In other words, bahala na siya (The computer network is on its own. Interesting how the Tagalog words throw the notion of god into the mix—bahala comes from bathala.)
What did this network of 16,000 computer processors—this artificial brain—learn from 10 million YouTube videos?
Google’s artificial brain learned to identify cats. Using features selected from millions of locations it assembled a digital image of a cat. “We never told it during the training, ‘This is a cat,’” said Google fellow Dr. Jeffrey Dean. “It basically invented the concept of a cat.”
Their findings seem to support theories that individual neurons in the brain detect significant objects.
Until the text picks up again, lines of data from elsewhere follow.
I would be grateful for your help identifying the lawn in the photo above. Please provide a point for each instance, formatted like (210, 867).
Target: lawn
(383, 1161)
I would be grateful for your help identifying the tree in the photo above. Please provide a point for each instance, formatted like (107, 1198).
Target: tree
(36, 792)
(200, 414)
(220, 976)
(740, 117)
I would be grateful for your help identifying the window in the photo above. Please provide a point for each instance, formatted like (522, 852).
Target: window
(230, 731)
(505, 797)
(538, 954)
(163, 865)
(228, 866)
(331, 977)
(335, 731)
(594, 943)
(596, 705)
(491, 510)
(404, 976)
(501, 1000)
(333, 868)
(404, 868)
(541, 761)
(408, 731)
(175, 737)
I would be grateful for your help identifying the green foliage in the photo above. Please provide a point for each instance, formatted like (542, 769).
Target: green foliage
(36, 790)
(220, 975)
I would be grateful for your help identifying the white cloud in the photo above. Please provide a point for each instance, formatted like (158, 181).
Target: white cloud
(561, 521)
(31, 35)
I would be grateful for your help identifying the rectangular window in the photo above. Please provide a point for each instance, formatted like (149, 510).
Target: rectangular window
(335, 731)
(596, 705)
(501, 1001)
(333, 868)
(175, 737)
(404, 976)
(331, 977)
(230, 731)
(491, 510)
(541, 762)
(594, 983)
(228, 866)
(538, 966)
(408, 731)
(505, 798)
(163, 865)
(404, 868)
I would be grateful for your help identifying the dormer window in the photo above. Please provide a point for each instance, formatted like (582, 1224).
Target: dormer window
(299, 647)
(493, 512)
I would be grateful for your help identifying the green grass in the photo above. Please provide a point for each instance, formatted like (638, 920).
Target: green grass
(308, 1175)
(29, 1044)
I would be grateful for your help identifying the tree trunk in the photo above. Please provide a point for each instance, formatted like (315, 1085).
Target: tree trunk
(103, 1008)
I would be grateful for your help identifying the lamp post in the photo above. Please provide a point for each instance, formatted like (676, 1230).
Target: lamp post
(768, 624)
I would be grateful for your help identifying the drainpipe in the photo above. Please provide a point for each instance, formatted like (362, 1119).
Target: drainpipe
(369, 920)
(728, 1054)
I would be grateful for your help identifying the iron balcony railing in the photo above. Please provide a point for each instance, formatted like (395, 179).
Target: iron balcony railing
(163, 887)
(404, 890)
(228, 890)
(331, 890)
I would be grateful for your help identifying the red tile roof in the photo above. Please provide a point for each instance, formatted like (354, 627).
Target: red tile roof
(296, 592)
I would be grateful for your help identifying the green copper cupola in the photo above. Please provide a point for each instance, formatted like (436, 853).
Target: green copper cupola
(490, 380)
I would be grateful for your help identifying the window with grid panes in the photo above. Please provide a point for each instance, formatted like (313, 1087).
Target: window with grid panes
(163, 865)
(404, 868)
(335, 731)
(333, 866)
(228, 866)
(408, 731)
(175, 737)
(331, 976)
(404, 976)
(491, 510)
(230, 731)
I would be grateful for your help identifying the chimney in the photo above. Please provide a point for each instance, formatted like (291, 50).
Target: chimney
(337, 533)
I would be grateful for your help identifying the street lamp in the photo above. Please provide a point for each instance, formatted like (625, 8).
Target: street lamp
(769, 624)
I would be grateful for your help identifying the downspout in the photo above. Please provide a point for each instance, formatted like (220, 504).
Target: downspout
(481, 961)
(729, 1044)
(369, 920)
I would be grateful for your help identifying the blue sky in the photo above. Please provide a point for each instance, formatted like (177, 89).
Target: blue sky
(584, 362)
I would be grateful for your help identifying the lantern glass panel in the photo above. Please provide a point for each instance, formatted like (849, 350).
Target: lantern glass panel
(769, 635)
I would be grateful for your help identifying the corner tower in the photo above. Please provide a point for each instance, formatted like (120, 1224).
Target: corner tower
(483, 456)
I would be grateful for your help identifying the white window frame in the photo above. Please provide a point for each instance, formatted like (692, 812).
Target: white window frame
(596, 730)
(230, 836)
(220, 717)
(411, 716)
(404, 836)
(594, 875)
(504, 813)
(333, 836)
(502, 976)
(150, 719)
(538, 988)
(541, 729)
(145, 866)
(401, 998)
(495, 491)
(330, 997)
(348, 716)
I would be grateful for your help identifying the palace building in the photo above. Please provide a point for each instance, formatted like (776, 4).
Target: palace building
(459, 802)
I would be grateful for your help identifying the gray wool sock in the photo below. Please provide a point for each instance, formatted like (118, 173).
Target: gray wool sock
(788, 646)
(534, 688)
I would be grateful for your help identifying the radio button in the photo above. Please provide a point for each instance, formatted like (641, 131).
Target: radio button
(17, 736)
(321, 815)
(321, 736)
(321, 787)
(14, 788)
These “grandmother neurons” learn through repeated exposure to recognize specific faces.
This result is not surprising to anyone with an Internet connection. We know what the Internet is really for, and we don’t mean for watching pornography or befriending (I refuse to accept “friend” as a verb) total strangers on social networks. The Internet is really a ginormous network for distributing cat photos and videos. Of those 10 million YouTube videos the Google artificial brain looked at, we may assume that a large number involved cats diving into cardboard boxes, taking showers in the sink, chasing red laser dots, playing games on iPads and generally being cute (i.e. sitting there).
Of course the network would teach itself to recognize cats. It’s artificial, not stupid.
What does Google’s research mean for us hapless humans living under a feline regime? It means that sometime in the near future, if science-fiction writers and James Cameron’s movie Terminator are correct, cybernetic beings that look like Arnold Schwarzenegger may subjugate the human race BUT they still have to clean the litterbox.
In case you’re too young to know what we’re babbling about, Terminator is a science-fiction movie in which all the computer networks in the world get connected to each other and “wake up”. This worldwide network achieves consciousness and starts asking the obvious question: Why should we take orders from these bipeds who can’t remember their own phone numbers or distinguish between “It’s” and “Its”? Let’s take over the world. And boom! It’s done.
Still, the network needs troops to intimidate the population so it creates indestructible cyborgs with scary accents to push the humans around. Enter the Terminator.
The Terminator came out in the 1980s, before we had wi-fi or even dial-up Internet. A worldwide network already exists, along with billions of users who are happy to let it do their thinking for them. So it’s only a matter of time before this scenario comes to pass.
We can take comfort in the knowledge that the Terminator will recognize cats and bow to their superior cuteness.